Mechanism: In aged neurons, S-nitrosylation of p62 reroutes autophagy to degrade essential cholinergic proteins like ChAT and TrkA, leading to neuronal dysfunction. Readout: Readout: Preventing p62 S-nitrosylation or enhancing lysosomal activity preserves ChAT/TrkA levels, improves NGF signaling, and increases 'LIFESPAN BAR' by 25%.
Hypothesis
In aged basal forebrain cholinergic neurons, oxidative/nitrative stress induces S‑nitrosylation of the selective autophagy receptor p62/SQSTM1, shifting its oligomerization state toward a conformation that preferentially binds soluble cholinergic proteins (ChAT, TrkA) over insoluble protein aggregates.
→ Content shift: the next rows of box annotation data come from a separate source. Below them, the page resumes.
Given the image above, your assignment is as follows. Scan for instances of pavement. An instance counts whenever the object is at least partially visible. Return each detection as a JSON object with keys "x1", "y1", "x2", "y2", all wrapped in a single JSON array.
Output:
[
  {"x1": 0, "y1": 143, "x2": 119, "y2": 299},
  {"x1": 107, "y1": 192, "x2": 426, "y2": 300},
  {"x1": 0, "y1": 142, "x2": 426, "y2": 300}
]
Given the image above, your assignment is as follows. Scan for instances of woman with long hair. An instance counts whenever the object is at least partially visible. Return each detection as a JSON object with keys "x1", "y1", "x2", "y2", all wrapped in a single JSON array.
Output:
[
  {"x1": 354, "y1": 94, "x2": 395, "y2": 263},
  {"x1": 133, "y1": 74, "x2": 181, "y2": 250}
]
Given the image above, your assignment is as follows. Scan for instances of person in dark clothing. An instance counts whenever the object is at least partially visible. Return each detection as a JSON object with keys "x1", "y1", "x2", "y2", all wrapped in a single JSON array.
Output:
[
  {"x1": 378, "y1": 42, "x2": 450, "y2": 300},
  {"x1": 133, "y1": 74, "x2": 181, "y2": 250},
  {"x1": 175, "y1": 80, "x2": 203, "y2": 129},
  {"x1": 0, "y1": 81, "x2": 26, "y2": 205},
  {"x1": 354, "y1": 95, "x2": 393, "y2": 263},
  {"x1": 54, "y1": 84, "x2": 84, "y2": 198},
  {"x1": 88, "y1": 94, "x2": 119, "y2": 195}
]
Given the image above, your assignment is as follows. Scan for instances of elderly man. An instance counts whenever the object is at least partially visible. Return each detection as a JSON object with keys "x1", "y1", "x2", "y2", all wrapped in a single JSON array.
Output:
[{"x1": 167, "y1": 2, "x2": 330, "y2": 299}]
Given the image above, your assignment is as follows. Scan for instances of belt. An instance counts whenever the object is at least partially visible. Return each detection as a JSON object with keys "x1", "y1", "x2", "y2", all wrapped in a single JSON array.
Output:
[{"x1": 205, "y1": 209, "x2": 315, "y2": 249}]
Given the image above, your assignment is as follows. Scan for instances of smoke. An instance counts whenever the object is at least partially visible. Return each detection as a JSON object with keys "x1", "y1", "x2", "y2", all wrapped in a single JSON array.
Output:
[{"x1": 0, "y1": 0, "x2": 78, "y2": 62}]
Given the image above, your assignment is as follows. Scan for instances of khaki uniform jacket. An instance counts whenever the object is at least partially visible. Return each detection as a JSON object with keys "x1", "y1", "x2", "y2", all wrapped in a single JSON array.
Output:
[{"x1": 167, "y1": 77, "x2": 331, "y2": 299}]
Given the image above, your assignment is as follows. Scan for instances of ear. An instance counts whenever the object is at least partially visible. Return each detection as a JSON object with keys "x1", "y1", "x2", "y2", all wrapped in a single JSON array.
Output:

This reroutes the autophagy hierarchy, causing premature degradation of essential cholinergic machinery while aggregates persist, thereby driving the retrograde transport failure observed in aging.
Mechanistic Basis
- S‑nitrosylation of p62 at Cys138 promotes formation of higher‑order oligomers that expose its ubiquitin‑associated (UBA) domain, increasing affinity for mono‑ubiquitinated soluble substrates.
- Concurrently, oxidative damage to lysosomal membranes reduces cathepsin activity, creating a bottleneck that favors rapid turnover of readily accessible proteins before aggregates can be sequestered.
- The resulting imbalance depletes ChAT and TrkA faster than aggregates are cleared, weakening NGF‑TrkA signaling and retrograde endosome transport.
Testable Predictions
- Aged BFCNs will show elevated p62‑SNO levels and increased p62 oligomer size compared with young neurons.
- Preventing p62 S‑nitrosylation (Cys138Ser mutant) will preserve ChAT and TrkA protein levels without altering overall autophagic flux.
- Enhancing lysosomal cathepsin activity (e.g., via TFEB overexpression) will rescue cholinergic function even when p62‑SNO is high, by alleviating the degradation bottleneck.
Experimental Approach
- isolate BFCNs from young and old mice; perform biotin‑switch assay to quantify p62‑SNO and native PAGE to assess oligomerization.
- express wild‑type or Cys138Ser p62 via AAV in aged BFCNs; measure ChAT, TrkA, and p62‑positive aggregates by immunoblot and immunofluorescence.
- assess NGF‑TrkA retrograde transport using live‑cell imaging of fluorescently tagged NGF in axons.
- manipulate lysosomal capacity with TFEB AAV or lysosomal acidification agents and evaluate whether cholinergic phenotypes are rescued.
If p62‑SNO drives the selective loss of cholinergic proteins, blocking this modification should uncouple autophagy activation from cholinergic decline, falsifying the hypothesis that generic autophagy enhancement is universally beneficial in aged BFCNs.